Frequentes vezes, ao consultar crianças com deficiência dos concelhos da Póvoa de Varzim e Vila do Conde, pensava na angústia dos pais, desejando encontrar um meio de suavizar a sua existência, de os ajudar a suportar a dor que os deprimia.

Em princípios de 1976, dialogou sobre o assunto com o Dr. Camilo Sá Couto Santos que, na altura, estava a estagiar nesses Serviços. Residente também na Póvoa de Varzim, o colega comungou das suas aspirações, compreendeu o seu desejo e prontificou-se a colaborar na criação de uma Associação que prestasse apoio às crianças deficientes da cidade. Posto ao corrente dos seus anseios, o Dr. Ramiro Geraldes da Costa Araújo, também residente na Póvoa e a trabalhar no Hospital Magalhães de Lemos, de imediato aderiu ao grupo, dando a entender que o melhor começo seria iniciar uma campanha de sensibilização não só aos pais interessados, mas à população do concelho.

Uma vez que o Dr. Rui Abrunhosa, médico no Hospital de S. João, no serviço de Anatomia e fundador do MADI (Movimento de Apoio aos Diminuídos Intelectuais) do Porto, vinha exercendo um excelente trabalho nessa Instituição, acharam que seria a pessoa indicada para sensibilizar os pais no sentido de se juntarem esforços para a criação de uma Associação idêntica.

Conhecedor do projecto, de imediato anuiu com entusiasmo prontificando-se a ajudá-los no que fosse necessário. Então, o Dr. Albino Ramos contactou o Delegado Escolar da Póvoa de Varzim, Prof. Armindo Bravo, esclarecendo-o do que pretendia realizar e solicitando a sua colaboração para iniciar a campanha de sensibilização junto dos professores. A primeira reunião teve lugar a 6 de Novembro de 1976, no Salão Nobre dos Bombeiro Voluntários. Outras se seguiram na Escola Secundária Rocha Peixoto, Escola nº2 da sede (Sininhos) e no Clube Naval.

Apresentada a intenção de fundarem uma Associação de Apoio ao Deficiente Intelectual, foram desenvolvidos outros temas, procurando realçar a necessidade de restituir a dignidade e o amor-próprio aos pais angustiados com a existência de um filho deficiente. Foi-lhes garantido que a Associação seria dirigida, na sua maioria, por elementos que tivessem filhos nessas circunstâncias, uma vez que só eles viviam e sentiam na pele essa vivência, o que seria à partida uma garantida de continuidade, pois ninguém desiste de fazer o melhor pelos seus filhos.

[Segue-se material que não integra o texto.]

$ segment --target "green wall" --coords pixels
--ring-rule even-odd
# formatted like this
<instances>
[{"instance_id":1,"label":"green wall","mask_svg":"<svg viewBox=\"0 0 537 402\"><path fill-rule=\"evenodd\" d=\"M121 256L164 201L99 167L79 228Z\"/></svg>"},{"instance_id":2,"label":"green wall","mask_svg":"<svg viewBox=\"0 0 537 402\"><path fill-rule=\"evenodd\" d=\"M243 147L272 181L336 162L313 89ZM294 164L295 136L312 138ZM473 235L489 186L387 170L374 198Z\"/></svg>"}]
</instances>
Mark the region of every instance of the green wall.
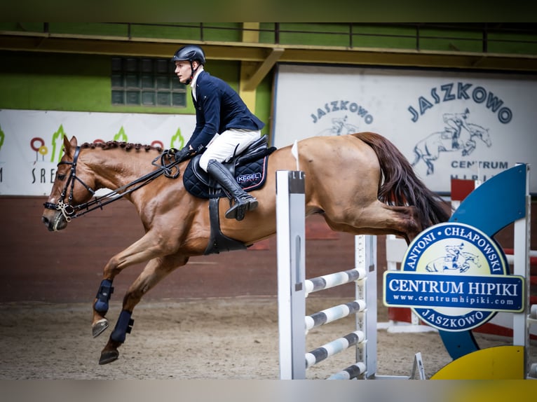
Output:
<instances>
[{"instance_id":1,"label":"green wall","mask_svg":"<svg viewBox=\"0 0 537 402\"><path fill-rule=\"evenodd\" d=\"M186 108L112 105L111 57L103 55L0 52L0 109L193 114ZM205 69L238 89L240 62L208 60ZM173 66L170 63L170 74ZM256 114L268 123L272 75L257 90ZM268 132L268 127L264 133Z\"/></svg>"}]
</instances>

A assistência ouviu, atentamente, a mensagem transmitida e, como prova de que tinha sido compreendida e aceite, respondendo aos anseios que muitos acalentavam mas não sabiam como dar corpo, apareceram alguns voluntários para apoiarem esse projecto. Formou-se, então, um grupo encarregado de procurar dar vida a esse ideal, marcando uma reunião para estabelecer linhas gerais, tendo em vista a criação da Associação.

Assim nasceu MAPADI (Movimento de Apoio de Pais e Amigos ao Diminuído Intelectual), Instituição particular de Solidariedade Social, fundada em 6 de Novembro de 1976. A escritura foi feita no dia 25 de Maio de 1977, no Cartório Notarial da Póvoa de Varzim e publicada no Diário da República de 13/6/77, III Série, nº 160. O seu fim destina-se a dar apoio a crianças com deficiência mental do nosso Poveiro.